Mt. Zion Black Cultural Center Exhibits

The Mount Zion Black Cultural Center Exhibits are a dynamic platform for uplifting Black voices, preserving history, and telling a whole story. The ongoing acts of research and archiving parallel the sharing of historic and personal stories of the Athens community and beyond.
A Landmark of Resilience
The Mount Zion Baptist Church in Athens, Ohio, stands as a profound historical landmark, built by free-born and formerly enslaved Black artisans. It once served as an indispensable anchor for the Black community in Appalachia, a place of gathering, spiritual solace, and communal strength. The core mission of this project, undertaken in collaboration with the Mt. Zion Baptist Church Preservation Society and Hardlines Design Company, is to revitalize this landmark through preservation, rehabilitation, and adaptive reuse. Following the 2020 Citizens’ Institute on Rural Design (CIRD) plan for the cultural hub, To Be Done Studio was tasked with designing exhibits throughout the building, transforming the historic church into a vibrant, living archive, a container of oral histories and place for storytelling.



A Collaborative, Place-Based Process
The revitalization of the Mount Zion Baptist Church was a deeply collaborative effort, integrating extensive community input into every facet of the project. To Be Done Studio visited various sites in and around Athens, Ohio including the Tablertown People of Color Museum, the Multicultural Genealogical Center, and the historic Kincaid Cave. These places and their stories inspired the design for an immersive storytelling exhibit. Through participatory workshops, it became apparent that the Mount Zion Black Cultural Center aspires to create a multi-sensory, dynamic and accessible environment that allows for future exhibits, educational opportunities, and oral histories to unfold.



Designing for Storytelling
The exhibit design intent revolves around creating a multi-functional space that respects the building's profound history while enabling its future as a dynamic community asset. A visitor will experience the space through three modes:
- Immersive Interactive mode: a theatrical experience through film and live storytelling;
- Passive Exploratory mode, an unstructured experience of a meandering exhibit; and
- Archivist Guide, which highlights the building’s history through traces of the church preserved as “thumbprints”.
This exhibit is designed to tell the still-unfolding history of the area, the church, and the people who built it, with many narratives being discovered and preserved through ongoing archival efforts.

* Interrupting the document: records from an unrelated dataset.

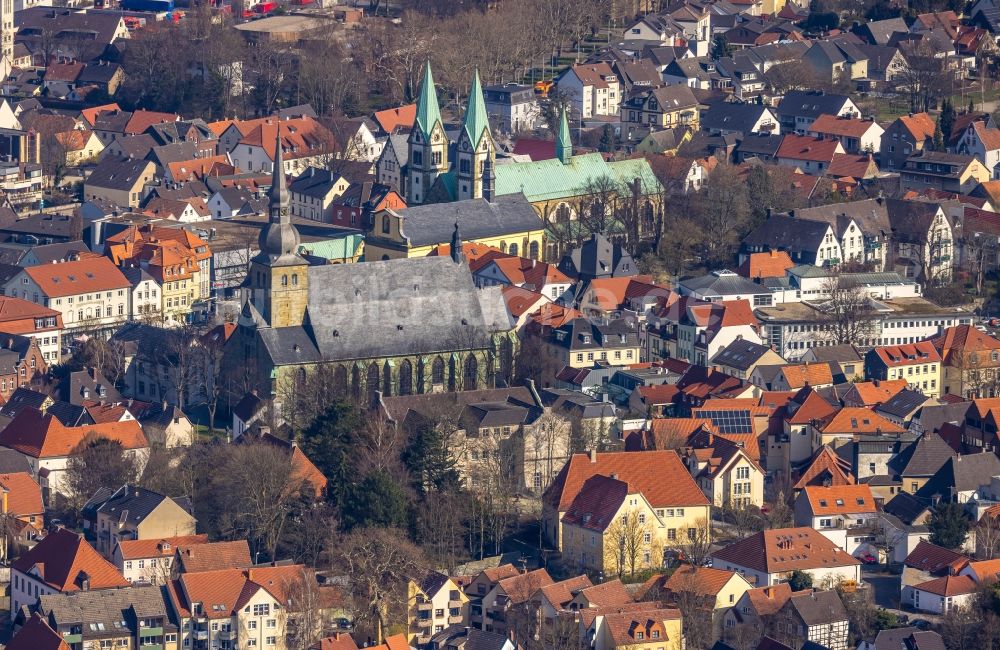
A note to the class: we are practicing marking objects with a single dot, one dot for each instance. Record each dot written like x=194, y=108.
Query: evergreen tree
x=946, y=120
x=377, y=501
x=330, y=443
x=949, y=525
x=428, y=460
x=721, y=47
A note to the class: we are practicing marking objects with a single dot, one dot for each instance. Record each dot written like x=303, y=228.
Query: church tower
x=476, y=151
x=564, y=145
x=278, y=278
x=428, y=143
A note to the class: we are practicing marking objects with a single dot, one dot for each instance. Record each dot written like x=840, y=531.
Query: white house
x=770, y=557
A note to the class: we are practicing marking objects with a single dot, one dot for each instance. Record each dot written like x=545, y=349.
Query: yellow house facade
x=433, y=603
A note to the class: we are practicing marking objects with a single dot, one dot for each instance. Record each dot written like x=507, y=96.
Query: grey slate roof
x=909, y=638
x=721, y=284
x=740, y=354
x=819, y=607
x=963, y=473
x=117, y=173
x=425, y=225
x=903, y=403
x=924, y=457
x=421, y=305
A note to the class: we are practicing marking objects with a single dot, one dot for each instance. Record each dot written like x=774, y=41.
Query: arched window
x=470, y=381
x=506, y=359
x=355, y=382
x=373, y=382
x=405, y=378
x=340, y=381
x=387, y=379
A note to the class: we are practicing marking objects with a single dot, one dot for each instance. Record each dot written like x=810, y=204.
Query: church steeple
x=279, y=240
x=428, y=144
x=278, y=278
x=564, y=144
x=476, y=151
x=428, y=113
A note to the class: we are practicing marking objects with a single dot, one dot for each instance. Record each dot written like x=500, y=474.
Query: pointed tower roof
x=428, y=113
x=564, y=143
x=476, y=120
x=279, y=240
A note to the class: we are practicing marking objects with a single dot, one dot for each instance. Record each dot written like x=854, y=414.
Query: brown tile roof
x=956, y=342
x=523, y=586
x=704, y=581
x=560, y=593
x=907, y=354
x=841, y=126
x=786, y=549
x=767, y=601
x=63, y=559
x=931, y=557
x=807, y=374
x=855, y=419
x=659, y=475
x=132, y=549
x=920, y=125
x=393, y=118
x=43, y=436
x=948, y=586
x=803, y=147
x=213, y=556
x=37, y=635
x=840, y=499
x=771, y=264
x=24, y=496
x=73, y=278
x=625, y=627
x=826, y=465
x=607, y=594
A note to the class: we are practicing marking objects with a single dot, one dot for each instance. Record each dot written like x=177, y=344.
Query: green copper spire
x=564, y=144
x=428, y=113
x=476, y=121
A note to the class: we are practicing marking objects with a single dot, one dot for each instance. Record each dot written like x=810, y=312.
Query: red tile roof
x=948, y=586
x=785, y=549
x=393, y=118
x=23, y=494
x=659, y=475
x=772, y=264
x=132, y=549
x=908, y=354
x=42, y=436
x=856, y=419
x=73, y=278
x=840, y=499
x=64, y=559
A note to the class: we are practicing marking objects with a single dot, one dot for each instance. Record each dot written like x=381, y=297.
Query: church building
x=401, y=327
x=443, y=167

A key feature of the Immersive Interactive mode is a flexible scrim system with film projections and complimented with theatrical lighting, to bring a dynamic storytelling experience to life. This innovative design element will create opportunities to draw the audience deeper into the historical context, simulating different atmospheres within the church's main sanctuary. The integration of preservation techniques with innovative design ensures that the Mount Zion Baptist Church will not only stand as a tangible testament to its past, but will also serve as a dynamic and uplifting force, fostering cultural pride and economic opportunity for its community's future.

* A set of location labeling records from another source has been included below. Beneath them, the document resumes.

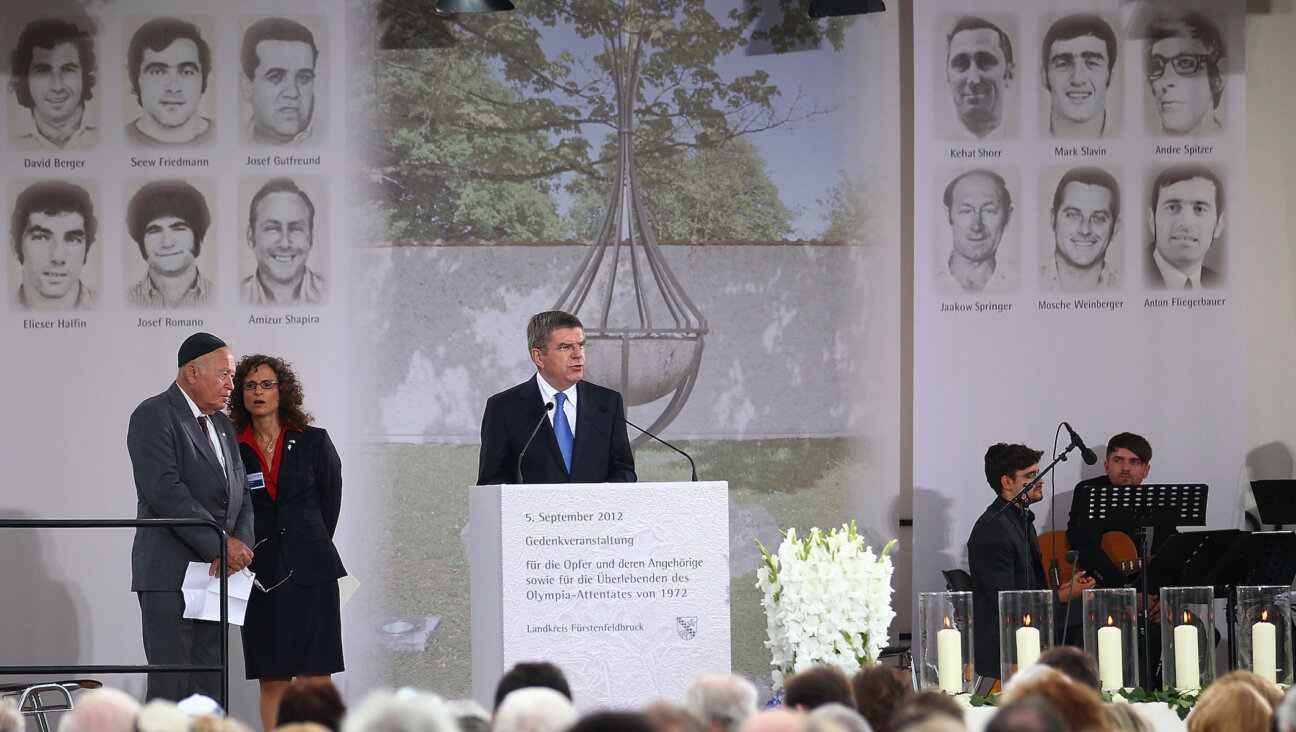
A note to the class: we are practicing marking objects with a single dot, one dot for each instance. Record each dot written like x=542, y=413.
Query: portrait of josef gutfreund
x=279, y=82
x=979, y=207
x=1084, y=223
x=281, y=235
x=53, y=80
x=169, y=222
x=53, y=229
x=169, y=65
x=979, y=74
x=1185, y=68
x=1186, y=218
x=1078, y=68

Building on the foundation of the initial CIRD project, the Mount Zion Black Cultural Center exhibits share the story of Athens and its founders with the local community, university students, and visitors alike. While research, documentation, and the development of a living archive are ongoing, this emerging exhibit honors the Church’s legacy, meeting a history of injustice and adversity with resilience and the collective power of knowledge and creation.